This ruling has far-reaching implications for the practice of data processing and data protection management in companies. It emphasizes the importance of a careful and proactive approach to data protection and data security in order to prevent potential liability risks. Companies must therefore continuously review and adapt their data protection strategies in order to meet the constantly changing requirements and threats.

The fact that the liability of companies now also depends on the security measures implemented in advance could massively change the work of data protection lawyers and data protection officers. These professionals are now faced with the challenge of not only ensuring compliance with data protection regulations, but also proactively developing and implementing risk management strategies that meet the latest legal requirements. This requires in-depth knowledge of the technical and organizational aspects of data protection and constant adaptation to the evolving legal situation.

Recognition of immaterial damages

The judgment C-456/22 of the European Court of Justice (ECJ) marks a significant step forward in the area of data protection law, in particular with regard to the right to compensation for non-material damage. This ruling rules out the application of a de minimis limit for immaterial damages. This is a significant development as it means that even minor non-material damage resulting from data breaches can be recognized and compensated.
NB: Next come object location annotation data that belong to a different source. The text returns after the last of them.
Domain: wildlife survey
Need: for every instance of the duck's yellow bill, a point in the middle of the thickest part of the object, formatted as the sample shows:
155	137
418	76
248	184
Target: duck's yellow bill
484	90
This decision of the ECJ expands the understanding of damage in the context of the GDPR. It recognizes that the fear of misuse of personal data, even if no actual misuse has taken place, can constitute immaterial damage. This reflects the growing recognition of the psychological and emotional impact that data breaches can have on individuals. The fear of identity theft, fraud or loss of privacy can have a significant impact on the well-being of the people concerned.

Furthermore, the ruling underlines the importance of protecting personal data and strengthens the rights of individuals in the digital age. It sends a clear signal to companies and organizations that they can be held liable not only for material damage, but also for immaterial damage caused by their data processing activities. This increases the pressure on companies to implement effective data protection measures and to take user privacy seriously.
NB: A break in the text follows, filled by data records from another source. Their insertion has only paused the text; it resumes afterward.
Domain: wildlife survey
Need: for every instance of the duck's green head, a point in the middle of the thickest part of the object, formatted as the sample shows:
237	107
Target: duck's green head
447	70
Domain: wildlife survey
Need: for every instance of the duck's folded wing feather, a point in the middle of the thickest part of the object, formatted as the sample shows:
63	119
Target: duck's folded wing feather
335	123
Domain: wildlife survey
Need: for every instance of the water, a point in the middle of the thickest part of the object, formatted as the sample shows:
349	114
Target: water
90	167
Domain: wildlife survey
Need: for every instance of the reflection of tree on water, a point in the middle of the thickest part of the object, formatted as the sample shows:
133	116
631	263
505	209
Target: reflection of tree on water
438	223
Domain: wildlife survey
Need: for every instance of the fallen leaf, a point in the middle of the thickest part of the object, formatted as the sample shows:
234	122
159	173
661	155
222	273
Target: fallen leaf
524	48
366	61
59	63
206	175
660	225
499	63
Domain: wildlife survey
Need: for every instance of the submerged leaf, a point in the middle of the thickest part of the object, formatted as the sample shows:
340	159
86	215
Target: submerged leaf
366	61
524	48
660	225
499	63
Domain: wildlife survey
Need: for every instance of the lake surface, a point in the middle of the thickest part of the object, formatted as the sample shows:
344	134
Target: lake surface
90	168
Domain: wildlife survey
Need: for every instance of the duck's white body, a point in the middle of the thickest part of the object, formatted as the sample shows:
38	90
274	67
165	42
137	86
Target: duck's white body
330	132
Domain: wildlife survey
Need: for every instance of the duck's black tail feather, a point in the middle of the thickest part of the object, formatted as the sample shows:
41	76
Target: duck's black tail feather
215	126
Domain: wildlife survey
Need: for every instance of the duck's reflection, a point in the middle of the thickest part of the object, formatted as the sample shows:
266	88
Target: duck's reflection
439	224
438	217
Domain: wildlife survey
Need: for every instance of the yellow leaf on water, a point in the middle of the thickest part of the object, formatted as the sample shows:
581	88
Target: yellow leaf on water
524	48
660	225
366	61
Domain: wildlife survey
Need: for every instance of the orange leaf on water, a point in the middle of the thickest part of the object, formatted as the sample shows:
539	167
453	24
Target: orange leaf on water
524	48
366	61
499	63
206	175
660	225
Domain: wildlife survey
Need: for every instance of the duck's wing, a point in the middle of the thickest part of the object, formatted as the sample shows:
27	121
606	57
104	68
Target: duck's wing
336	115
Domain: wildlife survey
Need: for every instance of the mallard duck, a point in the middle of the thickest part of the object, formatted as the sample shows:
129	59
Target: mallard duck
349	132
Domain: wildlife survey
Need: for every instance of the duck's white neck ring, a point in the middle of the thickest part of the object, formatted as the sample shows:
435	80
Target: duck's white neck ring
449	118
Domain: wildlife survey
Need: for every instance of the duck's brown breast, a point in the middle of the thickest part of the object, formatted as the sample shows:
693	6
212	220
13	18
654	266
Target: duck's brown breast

In practice, this means that data protection violations can not only have financial consequences, but can also lead to claims for compensation for non-material damage. This requires a careful assessment of the risks and potential impact of data breaches, both from a legal and ethical perspective. Companies and organizations must therefore rethink their data protection practices and ensure that they not only comply with legal requirements, but also protect the rights and well-being of data subjects.

Implications and conclusion

The rulings of the European Court of Justice in cases C-340/21 and C-456/22 have far-reaching implications that go beyond the immediate question of liability for data breaches. They signal an increased legal responsibility and sensitivity for data protection in the EU, which will have a significant impact on the practice of data processing and security as well as on case law in data protection matters.

Companies are now faced with the challenge of fundamentally rethinking their data protection strategies. This concerns not only the implementation and regular review of effective security measures, but also a comprehensive adaptation of their data protection policies and procedures. The ECJ’s decisions could lead to stricter practice in the assessment of data protection breaches and to an increase in lawsuits for non-material damages. This requires companies to proactively manage risk and continuously adapt to the changing legal framework.

Furthermore, these rulings not only influence advice on data protection issues, but also have far-reaching consequences for other legal areas such as general terms and conditions, contract law and management consultancy. The need to integrate data protection aspects into general terms and conditions and contracts is becoming increasingly important. Companies must ensure that their contracts and T&Cs reflect the latest data protection requirements while clearly defining the rights and obligations of all parties.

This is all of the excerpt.